Es fängt an mit einer Watsche. Eine Frau tritt aus dem Gemeindebau und geht auf einen Mann zu. Zuerst sieht sie ihn nur an, dann ohrfeigt sie ihn. Weint und ohrfeigt ihn weiter, immer heftiger. Der Mann hat ihren Sohn getötet, nun lässt er sich von ihr schlagen. Aber entschuldigen kann er sich nicht.

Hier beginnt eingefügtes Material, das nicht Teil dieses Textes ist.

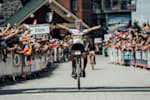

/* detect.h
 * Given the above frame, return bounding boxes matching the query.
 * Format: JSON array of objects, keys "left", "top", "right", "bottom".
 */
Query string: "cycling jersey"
[{"left": 69, "top": 29, "right": 88, "bottom": 44}]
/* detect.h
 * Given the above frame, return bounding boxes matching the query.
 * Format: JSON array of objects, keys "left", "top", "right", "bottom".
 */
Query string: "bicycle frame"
[{"left": 74, "top": 51, "right": 82, "bottom": 89}]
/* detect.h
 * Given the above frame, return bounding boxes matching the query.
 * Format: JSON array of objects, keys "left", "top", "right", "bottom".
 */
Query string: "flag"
[{"left": 33, "top": 19, "right": 37, "bottom": 25}]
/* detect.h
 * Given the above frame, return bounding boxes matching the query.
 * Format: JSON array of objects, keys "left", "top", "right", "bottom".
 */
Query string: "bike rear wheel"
[
  {"left": 91, "top": 56, "right": 94, "bottom": 70},
  {"left": 76, "top": 58, "right": 81, "bottom": 90}
]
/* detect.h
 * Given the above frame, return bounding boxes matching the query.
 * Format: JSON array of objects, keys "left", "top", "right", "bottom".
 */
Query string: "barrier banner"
[
  {"left": 108, "top": 48, "right": 113, "bottom": 63},
  {"left": 118, "top": 49, "right": 122, "bottom": 64},
  {"left": 130, "top": 52, "right": 135, "bottom": 65},
  {"left": 141, "top": 51, "right": 148, "bottom": 68},
  {"left": 123, "top": 51, "right": 130, "bottom": 66},
  {"left": 4, "top": 54, "right": 13, "bottom": 76},
  {"left": 22, "top": 56, "right": 31, "bottom": 73},
  {"left": 147, "top": 52, "right": 150, "bottom": 68},
  {"left": 135, "top": 51, "right": 142, "bottom": 66},
  {"left": 12, "top": 54, "right": 23, "bottom": 75}
]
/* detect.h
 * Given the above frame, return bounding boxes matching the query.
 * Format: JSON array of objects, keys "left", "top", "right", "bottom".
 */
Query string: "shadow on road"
[
  {"left": 0, "top": 64, "right": 59, "bottom": 89},
  {"left": 0, "top": 87, "right": 150, "bottom": 95}
]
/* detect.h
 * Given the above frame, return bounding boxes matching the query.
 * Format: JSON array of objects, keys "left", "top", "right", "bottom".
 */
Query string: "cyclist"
[
  {"left": 85, "top": 41, "right": 99, "bottom": 64},
  {"left": 57, "top": 20, "right": 101, "bottom": 78}
]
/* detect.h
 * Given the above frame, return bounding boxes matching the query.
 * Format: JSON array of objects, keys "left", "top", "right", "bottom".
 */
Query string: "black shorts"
[{"left": 72, "top": 44, "right": 85, "bottom": 53}]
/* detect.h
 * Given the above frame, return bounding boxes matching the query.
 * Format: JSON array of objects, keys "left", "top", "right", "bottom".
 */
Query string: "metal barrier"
[
  {"left": 108, "top": 48, "right": 150, "bottom": 68},
  {"left": 0, "top": 51, "right": 52, "bottom": 78}
]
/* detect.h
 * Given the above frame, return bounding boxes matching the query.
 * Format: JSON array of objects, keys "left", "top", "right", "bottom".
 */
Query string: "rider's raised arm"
[
  {"left": 56, "top": 24, "right": 70, "bottom": 31},
  {"left": 88, "top": 25, "right": 101, "bottom": 32},
  {"left": 85, "top": 44, "right": 89, "bottom": 51}
]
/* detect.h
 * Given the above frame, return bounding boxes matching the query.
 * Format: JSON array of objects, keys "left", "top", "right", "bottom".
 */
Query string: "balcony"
[{"left": 102, "top": 0, "right": 136, "bottom": 13}]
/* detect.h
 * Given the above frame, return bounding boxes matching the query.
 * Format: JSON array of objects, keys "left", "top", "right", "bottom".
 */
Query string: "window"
[{"left": 71, "top": 0, "right": 78, "bottom": 11}]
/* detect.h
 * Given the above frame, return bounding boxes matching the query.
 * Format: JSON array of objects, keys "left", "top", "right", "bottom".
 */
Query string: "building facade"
[{"left": 57, "top": 0, "right": 92, "bottom": 26}]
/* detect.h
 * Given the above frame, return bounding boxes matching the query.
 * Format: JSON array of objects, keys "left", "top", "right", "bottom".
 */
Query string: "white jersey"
[{"left": 69, "top": 29, "right": 88, "bottom": 44}]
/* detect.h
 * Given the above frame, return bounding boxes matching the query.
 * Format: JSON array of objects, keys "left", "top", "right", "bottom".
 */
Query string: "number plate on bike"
[{"left": 74, "top": 51, "right": 81, "bottom": 55}]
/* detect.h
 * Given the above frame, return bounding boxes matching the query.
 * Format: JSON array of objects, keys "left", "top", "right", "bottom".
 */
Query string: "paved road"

Umut Dağs ("Kuma") zweiter Spielfilm erzählt mit düsterem Hardcore-Realismus von den Mean Streets Wiens, fernab der Touristenpfade. Wenn sich im Hintergrund das Riesenrad dreht, dann nur, weil es am Praterstern Flipperautomaten gibt. Dort hängt eine Freundesgruppe ab, die sich gerne mit "Spasti" und "Missgeburt" anredet und von einer Karriere als Gangsta-Rapper träumt. Besonders Mika, ein 15-jähriger Österreicher aus Tschetschenien, setzt seine ganze Zukunft auf ein selbst fabriziertes Mix-Tape. Außerdem vercheckt Mika Drogen und fragt sich, warum der neue Hilfsarbeiter im Jugendzentrum so viel Interesse an ihm zeigt. Dass es sich dabei um seinen Vater Ertan handelt, der – siehe oben – gerade aus dem Gefängnis gekommen ist, wird bald klar.

Die große Stärke von Umut Dağs intensivem Rap-Melodram liegt in einer fast dokumentarischen Nähe zu seinen Protagonisten. Mit dynamischer Kamera folgt er den Jugendlichen durch die Clubs, auf Rap-Konzerte oder einfach nur nach Hause. Besonders der herausragende Murathan Muslu als Ertan re-lativiert die kraftmeierische Pose des Sohnes allein mit den Nuancen seines Gesichtsausdrucks ("Das Gefängnis ist kein Gangsta-Rap"). Gegen Ende hin schnürt Dağ aber seine wilden Teenager ins Korsett der hochgefahrenen Vater-Sohn-Geschichte. Das wirkt zwar emotional effektvoll, aber auch ein bisschen zu Genre-schematisch.